Impact of Diagnosis Delay on Long Term Lupus Outcomes

Drs. Anne E. Winkler and Kristi V. Mizelle discuss the negative long term disease outcomes noted in patients who experience a delay in their lupus diagnosis.

Anne E. Winkler, MD, PhD, MACP: Adding to that, we know that there's many of our patients who end up getting the delayed diagnosis before they get to us and get the diagnosis. Can you comment on what the problems are when patients with lupus have a delayed diagnosis in terms of long-term outcomes?

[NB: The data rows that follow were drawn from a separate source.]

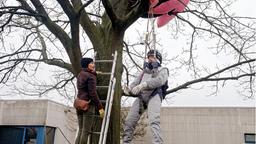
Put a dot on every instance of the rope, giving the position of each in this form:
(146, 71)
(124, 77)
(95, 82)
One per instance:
(150, 33)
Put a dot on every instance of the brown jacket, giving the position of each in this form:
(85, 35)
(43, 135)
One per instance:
(86, 85)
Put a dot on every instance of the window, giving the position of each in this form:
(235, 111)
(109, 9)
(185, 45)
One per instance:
(250, 138)
(26, 135)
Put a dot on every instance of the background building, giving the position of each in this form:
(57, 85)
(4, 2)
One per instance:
(206, 125)
(36, 122)
(44, 121)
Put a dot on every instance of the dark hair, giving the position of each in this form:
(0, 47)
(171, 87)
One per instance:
(85, 62)
(156, 53)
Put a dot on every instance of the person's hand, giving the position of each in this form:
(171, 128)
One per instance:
(137, 89)
(102, 112)
(126, 90)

Kristi V. Mizelle, MD, MPH, FACR: There are a couple of things that lend itself to the delayed diagnosis. One is that there's not one clear laboratory or radiographic finding that definitively makes the diagnosis. Providers who are sending patients to rheumatologists for the diagnosis of lupus or potential lupus are not as comfortable and may not have their antenna up as much in thinking about that as a possible diagnosis. Sometimes there's a delay because patients are seeing other sub-specialists but not rheumatologists because there's a whole picture that's there. And the focus may be on one organ system manifestation instead of looking at the systemic manifestations in total to help think about is there an overarching diagnosis that might explain multiple clinical manifestations. That part of it is that it's a hard diagnosis to make, that the referrers may not always have it at the forefront of their minds. And then also sometimes people don't check that sort of ANA, they just may say, they're just fatigued. Some of the vagueness of the symptoms that may go along with lupus may lend itself to making it harder to make the diagnosis as well. And then once patients get to the rheumatologist it's not always a clear-cut diagnosis either. Then we have to go through our process of doing both the science part of the diagnosis but the art part of the diagnosed with history exam to put it all together to come up with that diagnosis.

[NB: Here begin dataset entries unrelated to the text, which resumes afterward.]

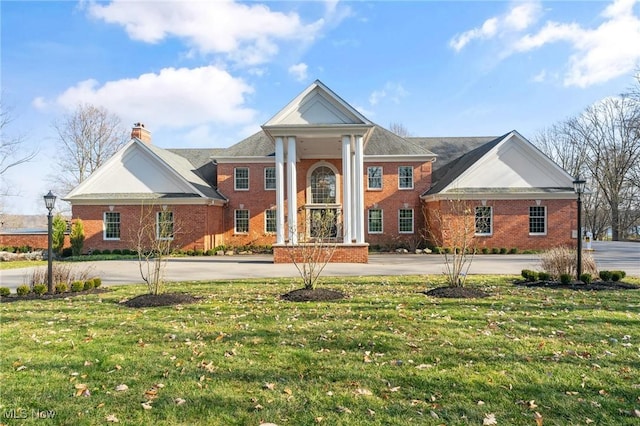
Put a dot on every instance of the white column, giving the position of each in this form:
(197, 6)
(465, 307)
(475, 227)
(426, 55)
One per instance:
(292, 191)
(279, 191)
(346, 189)
(358, 196)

Anne E. Winkler, MD, PhD, MACP: I also think part of the problem with the delay in diagnosis is that lot of us have not really realized until we looked at cohort studies. Is that 10 to 30% of patients within one year of diagnosis already have irreversible damage. And we don't think about that. And if we think about then at 5 years somewhere between 30 to 50% of patients based on cohort data also have permanent irreversible organ damage. And that's with the average age of patients entering the cohort studies of 30 and entering with lower 70% on moderately high doses of prednisone, 70 and a half mg or higher. When you think about that, maybe they were seeing someone else, was maybe on a lot of steroids, and finally gets into treatment that we need to be doing besides steroids. They may already have some irreversible damage.

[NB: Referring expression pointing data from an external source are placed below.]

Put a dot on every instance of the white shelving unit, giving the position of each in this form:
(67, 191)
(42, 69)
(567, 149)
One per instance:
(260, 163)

Kristi V. Mizelle, MD, MPH, FACR: It speaks to the urgency of the lupus diagnosis because that's where it all begins. That's how we get to the place where we can help patients and begin treatments to try to prevent the irreversible damage that you brought up. And sometimes there's a lack of that urgency or lack of an understanding of how quickly damage can occur. And like you said, in the first 5 years of disease if they haven't had a diagnosis, we could have potentially prevented some organ damage, even in that short period of time. And often times when patients do have particularly lupus nephritis, they're going to have the lupus nephritis start within the first 5 years of their lupus diagnosis. And we have to have our antenna up or our clinical suspicion very high for patients who come in for evaluation and to be assertive and aggressive in evaluating patients. And that is somewhat on the rheumatologist as well in that we must see the urgency in it. It should be just as urgent in a new lupus evaluation as it is to see someone with rheumatoid arthritis with multiple joints that are inflamed and impacting their life such that they can't do their activities of daily living. We must see it as just as urgent. And when patients come in say for an example, with rheumatoid arthritis it's very severe. You see them present and say, I'm feeling horrible, I'm feeling terrible. They don't look good, but a lupus patient may not in your clinical examination look as bad but could have nearly as much of a risk of permanent damage as that patient who has hot swollen joints that are, that has rheumatoid arthritis. We have to have a greater understanding of the urgency of diagnosing these patients and being assertive and slash aggressive with treatment so that we prevent the damage. Because once that scope occurred, we cannot reverse it.

Anne E. Winkler, MD, PhD, MACP: I was just thinking the same thing is we take our RA patients but we don't always take our lupus patients seriously. So great point.